El papa a la ofensiva
Francisco, el obispo de Roma y sumo pontífice de la Iglesia católica, lo debe tener todo más o menos calculado; a sus 80 años, le quedarán unos cinco para hacer las reformas que quiere en la institución eclesiástica. Luego, al llegar a los 85, como ya lo ha sugerido, podría muy bien renunciar y generar así un segundo precedente que, junto con el de Benedicto XVI, establecería casi una norma para los subsecuentes sucesores de la sede apostólica. Dependerá, por supuesto, de las circunstancias del momento y de la condición física y mental que sienta tener el pontífice pero, de cualquier manera, es un límite razonable para gestar iniciativas audaces o imponer nuevas prácticas pastorales en la Iglesia. Por lo pronto, el papa ya encontró un nuevo prefecto para la Congregación de la Doctrina de la Fe, siendo este último un puesto clave si quiere transformar su nueva pastoral en algo más que gestos de buena voluntad. Gerhard Müller, el anterior inquisidor, era ciertamente alguien que no estaba en absoluto de acuerdo con las posturas del papa argentino y hasta ahora se había constituido en la cabeza más visible de la oposición doctrinal a lo que muchos consideran devaneos y desatinos pastorales de Francisco: su apertura a los divorciados, a los homosexuales y a quienes abortaron. Era, curiosamente, un contrapeso en una institución que, por lo menos formalmente, no los tiene. El papa es el vicario de Cristo y concentra legalmente todos los poderes dentro de la Iglesia: el Ejecutivo, el Legislativo y el Judicial. Y, sin embargo, como ya se pudo observar en el Sínodo sobre la Familia por él convocado y con resultados ambiguos, Francisco no pudo imponer su visión más que a medias.

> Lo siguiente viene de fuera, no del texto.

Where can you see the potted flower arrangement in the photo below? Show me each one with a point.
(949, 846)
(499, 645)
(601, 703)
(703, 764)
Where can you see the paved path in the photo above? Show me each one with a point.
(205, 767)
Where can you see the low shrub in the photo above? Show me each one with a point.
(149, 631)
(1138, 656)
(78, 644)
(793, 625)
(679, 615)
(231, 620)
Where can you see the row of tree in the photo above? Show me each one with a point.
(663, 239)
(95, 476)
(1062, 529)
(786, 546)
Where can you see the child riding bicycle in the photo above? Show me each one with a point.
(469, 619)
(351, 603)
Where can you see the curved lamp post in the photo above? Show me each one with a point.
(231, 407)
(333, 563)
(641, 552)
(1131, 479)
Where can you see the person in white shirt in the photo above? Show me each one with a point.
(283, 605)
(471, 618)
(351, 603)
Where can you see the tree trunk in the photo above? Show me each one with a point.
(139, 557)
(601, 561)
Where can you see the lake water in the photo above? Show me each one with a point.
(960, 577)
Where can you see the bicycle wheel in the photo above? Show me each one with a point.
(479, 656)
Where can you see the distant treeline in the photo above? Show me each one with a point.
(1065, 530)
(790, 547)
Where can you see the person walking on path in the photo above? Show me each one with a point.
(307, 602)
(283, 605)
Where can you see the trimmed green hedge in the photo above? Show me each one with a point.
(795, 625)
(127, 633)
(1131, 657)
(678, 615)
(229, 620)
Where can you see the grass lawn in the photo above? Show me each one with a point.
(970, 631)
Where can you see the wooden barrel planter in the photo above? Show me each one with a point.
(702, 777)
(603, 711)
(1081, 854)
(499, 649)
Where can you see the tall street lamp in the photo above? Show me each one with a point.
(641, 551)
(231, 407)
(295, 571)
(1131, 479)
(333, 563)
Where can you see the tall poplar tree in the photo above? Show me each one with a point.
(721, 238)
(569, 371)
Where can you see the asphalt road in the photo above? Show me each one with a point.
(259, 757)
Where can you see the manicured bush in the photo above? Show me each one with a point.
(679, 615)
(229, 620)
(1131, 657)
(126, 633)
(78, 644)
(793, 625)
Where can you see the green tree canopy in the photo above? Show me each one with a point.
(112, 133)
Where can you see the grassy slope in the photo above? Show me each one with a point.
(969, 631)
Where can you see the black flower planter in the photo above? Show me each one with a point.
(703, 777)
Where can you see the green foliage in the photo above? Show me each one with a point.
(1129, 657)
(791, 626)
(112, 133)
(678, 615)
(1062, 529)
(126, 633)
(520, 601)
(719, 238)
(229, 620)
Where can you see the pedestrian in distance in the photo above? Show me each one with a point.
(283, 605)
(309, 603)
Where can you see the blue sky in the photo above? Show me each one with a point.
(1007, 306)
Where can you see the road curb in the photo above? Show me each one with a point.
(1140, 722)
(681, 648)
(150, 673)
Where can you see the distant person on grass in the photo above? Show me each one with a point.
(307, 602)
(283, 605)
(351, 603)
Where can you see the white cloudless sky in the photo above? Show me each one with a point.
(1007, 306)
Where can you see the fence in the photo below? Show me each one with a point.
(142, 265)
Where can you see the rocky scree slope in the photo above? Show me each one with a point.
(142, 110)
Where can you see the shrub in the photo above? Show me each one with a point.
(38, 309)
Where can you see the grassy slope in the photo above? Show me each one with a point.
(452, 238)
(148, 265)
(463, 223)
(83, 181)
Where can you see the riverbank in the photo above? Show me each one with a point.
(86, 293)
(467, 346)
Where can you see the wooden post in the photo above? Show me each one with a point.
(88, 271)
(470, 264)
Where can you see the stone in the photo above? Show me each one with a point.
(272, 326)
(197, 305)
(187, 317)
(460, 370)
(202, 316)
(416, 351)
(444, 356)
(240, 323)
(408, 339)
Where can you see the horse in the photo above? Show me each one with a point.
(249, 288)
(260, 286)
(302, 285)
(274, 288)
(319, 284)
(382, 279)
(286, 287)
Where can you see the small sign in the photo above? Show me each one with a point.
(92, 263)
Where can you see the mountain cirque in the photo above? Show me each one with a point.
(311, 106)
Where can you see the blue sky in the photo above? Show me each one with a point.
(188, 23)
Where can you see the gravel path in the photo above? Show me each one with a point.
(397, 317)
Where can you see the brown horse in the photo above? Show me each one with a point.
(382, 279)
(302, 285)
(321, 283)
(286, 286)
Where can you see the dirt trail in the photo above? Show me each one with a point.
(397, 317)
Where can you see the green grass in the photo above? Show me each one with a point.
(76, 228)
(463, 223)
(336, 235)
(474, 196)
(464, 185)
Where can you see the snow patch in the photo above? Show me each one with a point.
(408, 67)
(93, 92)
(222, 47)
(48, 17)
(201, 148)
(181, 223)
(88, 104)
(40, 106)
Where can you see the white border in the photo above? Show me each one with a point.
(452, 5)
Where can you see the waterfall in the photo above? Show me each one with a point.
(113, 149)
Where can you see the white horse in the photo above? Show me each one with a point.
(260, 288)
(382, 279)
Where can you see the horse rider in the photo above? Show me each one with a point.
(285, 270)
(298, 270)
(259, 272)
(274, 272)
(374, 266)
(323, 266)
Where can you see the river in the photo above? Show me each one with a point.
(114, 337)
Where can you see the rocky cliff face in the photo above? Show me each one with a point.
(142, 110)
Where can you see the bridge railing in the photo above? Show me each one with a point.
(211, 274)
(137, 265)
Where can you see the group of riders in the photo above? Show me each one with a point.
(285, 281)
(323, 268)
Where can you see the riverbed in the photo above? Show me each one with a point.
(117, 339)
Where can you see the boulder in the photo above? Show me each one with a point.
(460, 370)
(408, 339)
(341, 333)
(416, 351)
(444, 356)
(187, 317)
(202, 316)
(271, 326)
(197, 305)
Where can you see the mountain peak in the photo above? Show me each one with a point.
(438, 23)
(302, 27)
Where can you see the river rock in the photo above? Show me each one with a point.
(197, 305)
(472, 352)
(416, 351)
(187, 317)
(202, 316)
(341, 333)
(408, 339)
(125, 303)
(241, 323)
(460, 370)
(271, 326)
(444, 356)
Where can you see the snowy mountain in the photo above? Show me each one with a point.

El papa, ya se ha visto, no es alguien que llegue a romper estructuras ni a remover equipos. Confía, por lo visto, que de manera paulatina alcanzará a moldear una institución que él, mejor que nadie, sabe anquilosada y demasiado acostumbrada a la comodidad y el desinterés evangélico. Así que, sin demasiado bullicio, ha dado algunas vueltas de tuerca con resultados impredecibles, como la sola apertura a considerar el fin del celibato obligatorio y la posibilidad del diaconado femenino. Le quedan cinco años, que pueden ser muchos o pocos, dependiendo de lo que realmente se quiera o se piense que es posible hacer. Le queda poco tiempo, pero más de lo que tuvo Juan XXIII, el papa del Concilio Vaticano II.